Plant and evolutionary ecologist brings a fresh perspective to the UArizona
Alicja Babst-Kostecka discovered her passion for mine site reclamation as a young teenager. Growing up, she lived in a town close to Krakow, Poland, about 50 km from a big mine site. Every time her family would drive by, she thought about how unpleasant it would be to stop there.
“I thought to myself, this is just not the place that one wants to get out of the car and walk around,” Babst-Kostecka says. “It always bothered me that people were doing this to the environment. Of course it is necessary, we need minerals and mining, but I didn't like the image that stayed after the processing.”
So, Babst-Kostecka decided to make it her mission to fix that. She studied environmental protection and became fascinated by the evolution of organisms to evolve and cope with the stressors they encounter. Mine sites in Poland at the time did not disclose their mining and reclamation process, so Babst-Kostecka went to Northern France to study mining areas with more open dialogues.
After she completed her PhD, which was in collaboration with a research institute in France and one in Poland, she began working for the Polish Academy of Sciences in the Department of Ecology. “There I ran several research projects aimed at understanding how plants adapt to environmental contamination or heavy metals in the soil.”
Babst-Kostecka’s relationship with the University of Arizona began in 2018, while she was working for the Polish Academy. While in Tucson she joined Raina Maier’s lab and worked with soil microbiomes at post-mining sites.
“That was exactly what I was missing in my plant research,” she says. “I was missing this other biological component that is highly involved in the process to adjust and adapt to environmental stress.”
As a result of her stay at the lab, Babst-Kostecka joined their Superfund project and helped write the grant for Project 5 of the Superfund Research Center,which was funded starting in April. Shortly after, a position opened up at the Department of Environmental Sciences (ENVS) and after applying, she was offered the job. Her start date: April 1, the same day the Superfund Grant began.
Arizona’s focus in mining gives Babst-Kostecka a chance to explore how plants adapt and manage to survive in post mine-site environments. Not only will she be researching their adaptation to metal contamination, but also the drought stress they experience in this arid state.
“It's really fun to talk because we both have the same goals, and she comes at it from a bit of a different perspective so when we have these discussions, we generate new ideas,” says Raina Maier, Director of the UA Superfund Research Program. “She also brings in a lot of experience from Poland and her previous position there in reclamation of mine sites.”
These different perspectives are something everybody in the department is looking forward to taking advantage of. Babst-Kostecka knows the UArizona is a campus of collaboration.

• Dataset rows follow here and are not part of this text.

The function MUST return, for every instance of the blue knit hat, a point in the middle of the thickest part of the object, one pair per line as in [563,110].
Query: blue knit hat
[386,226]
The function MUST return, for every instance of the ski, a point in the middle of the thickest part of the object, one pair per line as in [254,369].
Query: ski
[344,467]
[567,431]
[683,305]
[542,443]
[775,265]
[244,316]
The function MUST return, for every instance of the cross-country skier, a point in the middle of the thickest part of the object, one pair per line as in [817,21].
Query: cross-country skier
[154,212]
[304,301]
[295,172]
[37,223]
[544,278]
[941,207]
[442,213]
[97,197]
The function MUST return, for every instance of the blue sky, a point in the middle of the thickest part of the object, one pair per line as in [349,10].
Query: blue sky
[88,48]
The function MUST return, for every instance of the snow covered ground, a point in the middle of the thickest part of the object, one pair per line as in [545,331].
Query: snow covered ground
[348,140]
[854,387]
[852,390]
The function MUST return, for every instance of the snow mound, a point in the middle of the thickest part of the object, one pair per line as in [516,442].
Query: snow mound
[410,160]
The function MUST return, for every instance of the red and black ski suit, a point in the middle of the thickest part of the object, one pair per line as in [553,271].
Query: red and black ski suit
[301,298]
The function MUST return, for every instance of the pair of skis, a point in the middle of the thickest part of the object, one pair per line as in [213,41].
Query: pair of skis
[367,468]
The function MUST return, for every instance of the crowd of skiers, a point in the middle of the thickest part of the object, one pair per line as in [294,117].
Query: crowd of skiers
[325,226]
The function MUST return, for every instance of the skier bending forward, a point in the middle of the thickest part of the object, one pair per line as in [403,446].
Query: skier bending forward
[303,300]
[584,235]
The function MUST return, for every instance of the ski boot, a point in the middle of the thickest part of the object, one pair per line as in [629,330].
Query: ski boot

By pulling professionals from different departments, research at the university is very holistic and interactive. “I think the more we can put into the pot of research and try to answer one big question, the more successful and closer to the real answer we will be,” she says.
“We in the Department are really lucky to have her, we don't have a plant biologist in the environmental science.” says Priyanka Kushwaha, postdoc at ENVS. “She would also be collaborating with the Lowell Institute for Mineral Resources and a large portion of our lab is associated with Center for Environmentally Sustainable Mining.”
Looking to the future at UArizona
Aside from her work with the Superfund project, Babst-Kostecka will most-likely begin her work as an assistant professor in Fall of 2021. Maier also hope to bring her into a leadership role at the Center for Environmentally Sustainable Mining, which is currently run by Maier and Julie Neilson. “One of our goals in hiring Alicja was that she would eventually take that over,” Maier says. “It's really exciting to have somebody who wants to work on mining issues and can step right into the role.”